50 000 people flee homes
He showed film of people fleeing for safety to a mosque and police station with columns of flames and black smoke rising in the background.
He said up to 50 000 people had fled their homes in recent days in other Rift Valley clashes around Molo, 160km northwest of Nairobi, in the western Rift Valley.
Across the country since the December 27 vote, at least 685 people had been killed in riots and ethnic fighting and some 255 000 people had been forced from their homes.
On Thursday, Kibaki and Odinga held talks for the first time since the disputed December 27 election.
They were under international pressure to find a way to share power, but the president angered the opposition by insisting after Thursday's hour-long meeting mediated by former United Nations chief Kofi Annan that his position as head of state was not negotiable.

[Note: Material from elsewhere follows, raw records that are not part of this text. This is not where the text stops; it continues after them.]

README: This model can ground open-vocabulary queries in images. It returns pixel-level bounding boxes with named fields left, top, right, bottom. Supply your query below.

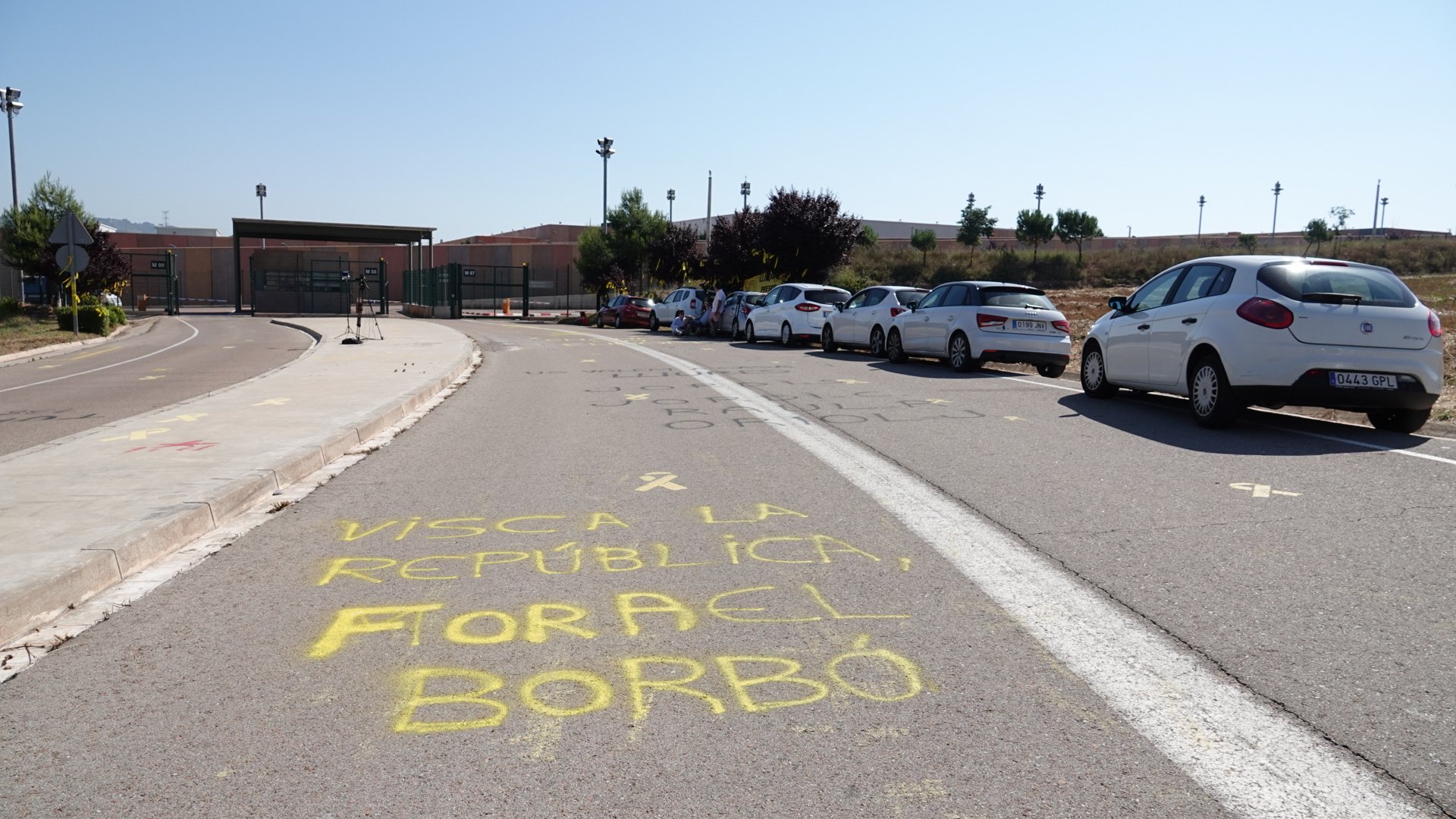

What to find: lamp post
left=1269, top=182, right=1284, bottom=239
left=597, top=137, right=617, bottom=231
left=0, top=86, right=25, bottom=217
left=253, top=182, right=268, bottom=248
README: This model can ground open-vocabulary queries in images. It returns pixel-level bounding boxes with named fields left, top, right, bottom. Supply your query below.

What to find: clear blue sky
left=0, top=0, right=1456, bottom=239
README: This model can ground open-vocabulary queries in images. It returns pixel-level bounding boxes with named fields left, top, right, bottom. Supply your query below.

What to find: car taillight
left=1236, top=297, right=1294, bottom=329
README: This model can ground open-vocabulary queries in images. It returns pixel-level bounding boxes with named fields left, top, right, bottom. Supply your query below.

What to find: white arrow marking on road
left=570, top=325, right=1427, bottom=819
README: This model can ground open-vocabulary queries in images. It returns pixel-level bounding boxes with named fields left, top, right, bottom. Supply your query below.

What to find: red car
left=597, top=296, right=652, bottom=329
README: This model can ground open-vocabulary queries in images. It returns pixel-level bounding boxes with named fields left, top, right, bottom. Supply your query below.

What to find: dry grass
left=1027, top=275, right=1456, bottom=422
left=0, top=315, right=96, bottom=356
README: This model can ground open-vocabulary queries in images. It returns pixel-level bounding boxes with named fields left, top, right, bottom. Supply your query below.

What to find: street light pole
left=1269, top=182, right=1284, bottom=239
left=0, top=86, right=25, bottom=217
left=597, top=137, right=617, bottom=231
left=253, top=182, right=268, bottom=248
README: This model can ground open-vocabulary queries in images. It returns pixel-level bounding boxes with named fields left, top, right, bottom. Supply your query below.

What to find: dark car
left=712, top=290, right=763, bottom=340
left=595, top=296, right=652, bottom=329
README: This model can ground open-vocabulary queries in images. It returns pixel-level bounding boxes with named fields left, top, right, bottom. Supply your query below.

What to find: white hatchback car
left=820, top=284, right=929, bottom=356
left=742, top=283, right=849, bottom=345
left=885, top=281, right=1072, bottom=379
left=1082, top=256, right=1443, bottom=433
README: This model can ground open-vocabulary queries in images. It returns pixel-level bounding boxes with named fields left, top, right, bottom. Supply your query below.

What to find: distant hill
left=96, top=215, right=157, bottom=233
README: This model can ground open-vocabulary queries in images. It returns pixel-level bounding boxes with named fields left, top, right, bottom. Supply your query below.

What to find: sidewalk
left=0, top=318, right=473, bottom=645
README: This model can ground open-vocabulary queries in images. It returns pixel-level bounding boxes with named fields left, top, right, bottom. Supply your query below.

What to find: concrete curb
left=0, top=322, right=476, bottom=647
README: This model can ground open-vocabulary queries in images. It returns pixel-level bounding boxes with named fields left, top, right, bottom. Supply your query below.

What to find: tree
left=606, top=188, right=667, bottom=288
left=956, top=196, right=996, bottom=258
left=1304, top=218, right=1334, bottom=256
left=706, top=209, right=776, bottom=290
left=646, top=224, right=703, bottom=283
left=0, top=174, right=98, bottom=303
left=910, top=228, right=935, bottom=267
left=1016, top=210, right=1053, bottom=264
left=576, top=228, right=622, bottom=307
left=758, top=188, right=861, bottom=283
left=1056, top=210, right=1102, bottom=265
left=1329, top=206, right=1356, bottom=256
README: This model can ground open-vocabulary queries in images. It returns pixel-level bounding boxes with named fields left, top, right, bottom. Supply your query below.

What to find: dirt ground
left=1025, top=275, right=1456, bottom=436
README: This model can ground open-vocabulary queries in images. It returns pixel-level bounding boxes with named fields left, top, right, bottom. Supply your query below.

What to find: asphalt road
left=0, top=315, right=312, bottom=455
left=0, top=322, right=1456, bottom=817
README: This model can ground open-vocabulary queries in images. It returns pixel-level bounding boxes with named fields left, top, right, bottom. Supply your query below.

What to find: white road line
left=981, top=373, right=1456, bottom=466
left=0, top=319, right=198, bottom=392
left=584, top=328, right=1426, bottom=819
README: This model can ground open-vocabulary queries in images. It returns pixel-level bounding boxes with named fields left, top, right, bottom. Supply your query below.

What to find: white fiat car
left=1082, top=256, right=1443, bottom=433
left=742, top=283, right=849, bottom=345
left=885, top=281, right=1072, bottom=379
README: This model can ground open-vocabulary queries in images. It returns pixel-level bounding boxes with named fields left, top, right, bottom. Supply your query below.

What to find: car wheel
left=820, top=325, right=839, bottom=353
left=1366, top=410, right=1431, bottom=435
left=885, top=329, right=905, bottom=364
left=869, top=326, right=885, bottom=359
left=1188, top=356, right=1244, bottom=430
left=949, top=332, right=980, bottom=373
left=1082, top=344, right=1117, bottom=398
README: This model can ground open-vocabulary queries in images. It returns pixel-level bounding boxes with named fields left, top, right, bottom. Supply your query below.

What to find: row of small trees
left=0, top=174, right=131, bottom=296
left=576, top=188, right=872, bottom=300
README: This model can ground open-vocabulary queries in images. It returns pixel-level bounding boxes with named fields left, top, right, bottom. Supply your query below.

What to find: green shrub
left=55, top=305, right=127, bottom=335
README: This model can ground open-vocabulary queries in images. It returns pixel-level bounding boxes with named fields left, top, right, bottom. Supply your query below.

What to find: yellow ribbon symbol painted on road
left=638, top=472, right=687, bottom=493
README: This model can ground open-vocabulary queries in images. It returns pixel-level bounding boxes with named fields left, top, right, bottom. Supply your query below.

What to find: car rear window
left=804, top=290, right=849, bottom=305
left=981, top=287, right=1056, bottom=310
left=1260, top=264, right=1415, bottom=307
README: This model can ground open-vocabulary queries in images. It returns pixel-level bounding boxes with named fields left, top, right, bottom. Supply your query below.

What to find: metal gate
left=121, top=251, right=182, bottom=316
left=448, top=264, right=532, bottom=319
left=247, top=253, right=389, bottom=315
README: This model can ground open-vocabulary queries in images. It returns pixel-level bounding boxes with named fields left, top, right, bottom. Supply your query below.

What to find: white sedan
left=885, top=281, right=1072, bottom=379
left=820, top=284, right=929, bottom=356
left=1082, top=256, right=1443, bottom=433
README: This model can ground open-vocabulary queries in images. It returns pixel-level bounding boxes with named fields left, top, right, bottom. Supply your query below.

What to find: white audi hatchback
left=1082, top=256, right=1443, bottom=433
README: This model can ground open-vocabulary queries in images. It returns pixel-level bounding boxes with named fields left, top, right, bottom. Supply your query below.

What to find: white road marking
left=981, top=373, right=1456, bottom=466
left=0, top=319, right=198, bottom=392
left=573, top=331, right=1426, bottom=819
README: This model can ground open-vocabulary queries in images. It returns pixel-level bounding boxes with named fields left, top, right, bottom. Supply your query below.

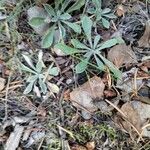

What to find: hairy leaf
left=44, top=4, right=56, bottom=16
left=81, top=16, right=93, bottom=47
left=71, top=39, right=89, bottom=49
left=67, top=0, right=85, bottom=13
left=62, top=21, right=81, bottom=33
left=29, top=17, right=45, bottom=27
left=55, top=43, right=80, bottom=55
left=42, top=27, right=54, bottom=48
left=75, top=59, right=88, bottom=73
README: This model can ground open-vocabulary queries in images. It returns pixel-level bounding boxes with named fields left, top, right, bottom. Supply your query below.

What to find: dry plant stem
left=105, top=99, right=144, bottom=141
left=37, top=138, right=44, bottom=150
left=134, top=69, right=138, bottom=96
left=59, top=88, right=65, bottom=124
left=4, top=72, right=12, bottom=120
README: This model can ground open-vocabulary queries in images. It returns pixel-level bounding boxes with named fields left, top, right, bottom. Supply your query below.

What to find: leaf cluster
left=29, top=0, right=85, bottom=48
left=19, top=51, right=59, bottom=94
left=55, top=16, right=123, bottom=77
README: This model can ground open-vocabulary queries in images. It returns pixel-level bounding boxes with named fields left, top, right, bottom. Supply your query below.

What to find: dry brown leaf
left=121, top=102, right=141, bottom=132
left=121, top=101, right=150, bottom=137
left=138, top=21, right=150, bottom=47
left=0, top=78, right=6, bottom=91
left=116, top=5, right=126, bottom=17
left=70, top=76, right=105, bottom=112
left=71, top=144, right=87, bottom=150
left=107, top=44, right=137, bottom=68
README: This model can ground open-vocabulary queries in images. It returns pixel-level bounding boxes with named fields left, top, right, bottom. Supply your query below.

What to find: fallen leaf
left=107, top=44, right=137, bottom=68
left=47, top=82, right=59, bottom=94
left=138, top=21, right=150, bottom=48
left=104, top=90, right=117, bottom=98
left=116, top=68, right=143, bottom=94
left=121, top=101, right=150, bottom=137
left=0, top=78, right=6, bottom=91
left=70, top=76, right=105, bottom=112
left=5, top=125, right=24, bottom=150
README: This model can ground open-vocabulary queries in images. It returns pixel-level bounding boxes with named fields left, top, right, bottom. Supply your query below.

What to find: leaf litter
left=0, top=0, right=150, bottom=150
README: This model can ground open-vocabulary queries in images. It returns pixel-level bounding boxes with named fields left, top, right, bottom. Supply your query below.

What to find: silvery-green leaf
left=92, top=0, right=102, bottom=8
left=42, top=27, right=54, bottom=48
left=60, top=13, right=71, bottom=20
left=102, top=18, right=110, bottom=29
left=23, top=82, right=34, bottom=94
left=54, top=43, right=80, bottom=55
left=97, top=38, right=118, bottom=50
left=22, top=54, right=35, bottom=69
left=94, top=35, right=100, bottom=49
left=36, top=61, right=43, bottom=73
left=61, top=0, right=71, bottom=12
left=58, top=23, right=66, bottom=39
left=54, top=0, right=63, bottom=10
left=47, top=82, right=59, bottom=94
left=71, top=39, right=90, bottom=49
left=67, top=0, right=85, bottom=13
left=94, top=55, right=105, bottom=71
left=103, top=13, right=116, bottom=19
left=38, top=50, right=43, bottom=61
left=81, top=16, right=93, bottom=47
left=20, top=63, right=37, bottom=74
left=29, top=17, right=45, bottom=27
left=44, top=4, right=56, bottom=16
left=27, top=75, right=38, bottom=82
left=48, top=67, right=59, bottom=76
left=39, top=78, right=47, bottom=94
left=75, top=59, right=88, bottom=73
left=62, top=21, right=81, bottom=33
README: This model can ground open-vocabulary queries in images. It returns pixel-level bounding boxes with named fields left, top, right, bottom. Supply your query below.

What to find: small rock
left=81, top=110, right=91, bottom=120
left=0, top=78, right=6, bottom=91
left=70, top=76, right=105, bottom=112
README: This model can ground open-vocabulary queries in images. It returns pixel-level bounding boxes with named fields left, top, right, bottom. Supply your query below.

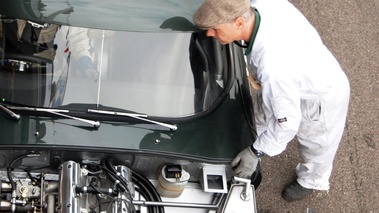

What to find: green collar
left=245, top=9, right=261, bottom=55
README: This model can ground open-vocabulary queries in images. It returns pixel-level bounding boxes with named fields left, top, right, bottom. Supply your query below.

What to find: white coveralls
left=247, top=0, right=350, bottom=190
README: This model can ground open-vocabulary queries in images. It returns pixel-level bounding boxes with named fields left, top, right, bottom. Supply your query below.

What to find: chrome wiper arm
left=9, top=106, right=100, bottom=127
left=0, top=104, right=21, bottom=120
left=87, top=109, right=178, bottom=131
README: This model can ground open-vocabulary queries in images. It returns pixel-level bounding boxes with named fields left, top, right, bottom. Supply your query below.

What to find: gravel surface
left=256, top=0, right=379, bottom=213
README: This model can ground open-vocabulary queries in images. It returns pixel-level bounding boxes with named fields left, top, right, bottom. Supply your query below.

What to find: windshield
left=0, top=17, right=228, bottom=118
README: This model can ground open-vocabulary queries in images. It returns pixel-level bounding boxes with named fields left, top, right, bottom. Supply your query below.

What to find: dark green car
left=0, top=0, right=261, bottom=213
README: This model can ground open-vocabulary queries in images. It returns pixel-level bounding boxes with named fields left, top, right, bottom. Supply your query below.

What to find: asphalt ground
left=256, top=0, right=379, bottom=213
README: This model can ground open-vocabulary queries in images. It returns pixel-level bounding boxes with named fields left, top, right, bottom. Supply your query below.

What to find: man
left=193, top=0, right=350, bottom=201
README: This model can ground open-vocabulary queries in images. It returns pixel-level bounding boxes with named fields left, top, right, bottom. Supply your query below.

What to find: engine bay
left=0, top=150, right=252, bottom=213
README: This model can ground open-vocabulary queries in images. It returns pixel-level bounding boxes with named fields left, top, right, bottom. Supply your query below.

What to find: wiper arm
left=8, top=106, right=100, bottom=127
left=87, top=109, right=178, bottom=131
left=0, top=104, right=20, bottom=120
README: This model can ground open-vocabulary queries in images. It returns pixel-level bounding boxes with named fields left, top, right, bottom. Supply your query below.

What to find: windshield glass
left=0, top=17, right=228, bottom=118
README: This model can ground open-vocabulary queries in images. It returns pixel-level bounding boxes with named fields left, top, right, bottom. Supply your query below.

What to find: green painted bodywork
left=0, top=0, right=256, bottom=162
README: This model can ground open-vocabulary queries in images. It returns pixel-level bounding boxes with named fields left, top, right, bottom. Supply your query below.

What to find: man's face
left=206, top=23, right=237, bottom=44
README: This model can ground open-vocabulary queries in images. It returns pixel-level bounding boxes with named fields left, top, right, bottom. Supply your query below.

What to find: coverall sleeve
left=253, top=62, right=302, bottom=156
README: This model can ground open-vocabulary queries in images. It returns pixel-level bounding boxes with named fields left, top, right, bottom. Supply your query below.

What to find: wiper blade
left=0, top=104, right=20, bottom=120
left=8, top=106, right=100, bottom=127
left=87, top=109, right=178, bottom=131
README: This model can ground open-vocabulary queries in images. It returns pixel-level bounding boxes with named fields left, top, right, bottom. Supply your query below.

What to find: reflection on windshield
left=0, top=19, right=227, bottom=117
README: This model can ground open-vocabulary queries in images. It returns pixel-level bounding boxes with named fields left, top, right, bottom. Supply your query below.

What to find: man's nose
left=206, top=29, right=215, bottom=37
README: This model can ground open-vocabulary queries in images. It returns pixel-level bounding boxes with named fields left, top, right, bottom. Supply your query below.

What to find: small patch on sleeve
left=278, top=117, right=287, bottom=123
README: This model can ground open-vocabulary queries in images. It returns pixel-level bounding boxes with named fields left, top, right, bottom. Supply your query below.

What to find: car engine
left=0, top=157, right=162, bottom=213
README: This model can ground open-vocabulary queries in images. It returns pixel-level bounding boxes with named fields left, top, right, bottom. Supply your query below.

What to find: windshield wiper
left=8, top=106, right=100, bottom=127
left=0, top=105, right=20, bottom=120
left=87, top=109, right=178, bottom=131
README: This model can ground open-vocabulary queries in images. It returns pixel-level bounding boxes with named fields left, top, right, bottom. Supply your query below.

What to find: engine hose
left=132, top=172, right=165, bottom=213
left=101, top=161, right=165, bottom=213
left=101, top=161, right=127, bottom=192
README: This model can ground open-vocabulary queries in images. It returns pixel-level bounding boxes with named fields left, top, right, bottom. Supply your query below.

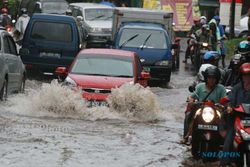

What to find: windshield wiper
left=105, top=16, right=113, bottom=20
left=119, top=34, right=139, bottom=49
left=140, top=33, right=152, bottom=50
left=90, top=14, right=105, bottom=21
left=112, top=75, right=133, bottom=78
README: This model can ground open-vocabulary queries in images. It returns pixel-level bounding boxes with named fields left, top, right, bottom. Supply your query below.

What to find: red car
left=55, top=49, right=150, bottom=105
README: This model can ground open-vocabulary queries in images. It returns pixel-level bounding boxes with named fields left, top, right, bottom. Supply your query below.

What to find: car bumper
left=144, top=66, right=172, bottom=82
left=87, top=33, right=111, bottom=43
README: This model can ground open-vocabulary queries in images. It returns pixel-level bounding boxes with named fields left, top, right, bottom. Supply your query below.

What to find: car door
left=135, top=56, right=148, bottom=87
left=3, top=33, right=21, bottom=92
left=0, top=33, right=6, bottom=89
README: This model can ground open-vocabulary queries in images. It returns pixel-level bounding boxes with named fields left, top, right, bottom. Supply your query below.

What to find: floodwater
left=0, top=40, right=215, bottom=167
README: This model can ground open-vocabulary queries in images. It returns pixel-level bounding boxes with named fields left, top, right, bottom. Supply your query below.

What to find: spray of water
left=5, top=80, right=163, bottom=122
left=108, top=83, right=160, bottom=121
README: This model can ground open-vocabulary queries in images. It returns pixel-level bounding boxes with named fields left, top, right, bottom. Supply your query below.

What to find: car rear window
left=31, top=21, right=73, bottom=42
left=42, top=2, right=68, bottom=14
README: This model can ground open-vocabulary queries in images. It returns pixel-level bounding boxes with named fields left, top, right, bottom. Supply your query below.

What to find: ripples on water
left=4, top=80, right=161, bottom=122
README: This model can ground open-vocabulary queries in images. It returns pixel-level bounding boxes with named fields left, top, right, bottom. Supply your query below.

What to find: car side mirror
left=188, top=85, right=195, bottom=92
left=171, top=43, right=179, bottom=49
left=140, top=71, right=150, bottom=80
left=19, top=48, right=30, bottom=56
left=219, top=97, right=230, bottom=105
left=106, top=40, right=114, bottom=47
left=55, top=67, right=68, bottom=76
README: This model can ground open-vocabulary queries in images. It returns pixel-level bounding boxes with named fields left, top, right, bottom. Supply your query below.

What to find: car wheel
left=19, top=75, right=26, bottom=93
left=0, top=79, right=8, bottom=101
left=239, top=31, right=248, bottom=38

Kibaki's govt 'not legitimate'
On Friday, the opposition said Kibaki should not be allowed to send a delegation to an African Union summit planned next week in neighbouring Ethiopia.
Salim Lone, spokesperson for Odinga's Orange Democratic Movement, said: "We are telling the world, including the AU, that Kibaki's government is not the legitimate government.
"The AU should accept our call because Kibaki lost the election and all the independent institutions in the world have shown this was a fraudulent election."
Vice-President Kalonzo Musyoka reiterated Kibaki's position on Friday, saying: "The matter of the legitimacy of the government is not in doubt whatsoever."
International allies, though, had said the vote tally was rigged.
The Pan-African Parliament, set up under the AU, on Thursday issued a report from its election monitors that said Kenya's elections did not meet democratic standards.
It urged the AU "to look into a protocol that will deal with future revelations of vote-rigging by member states using state power".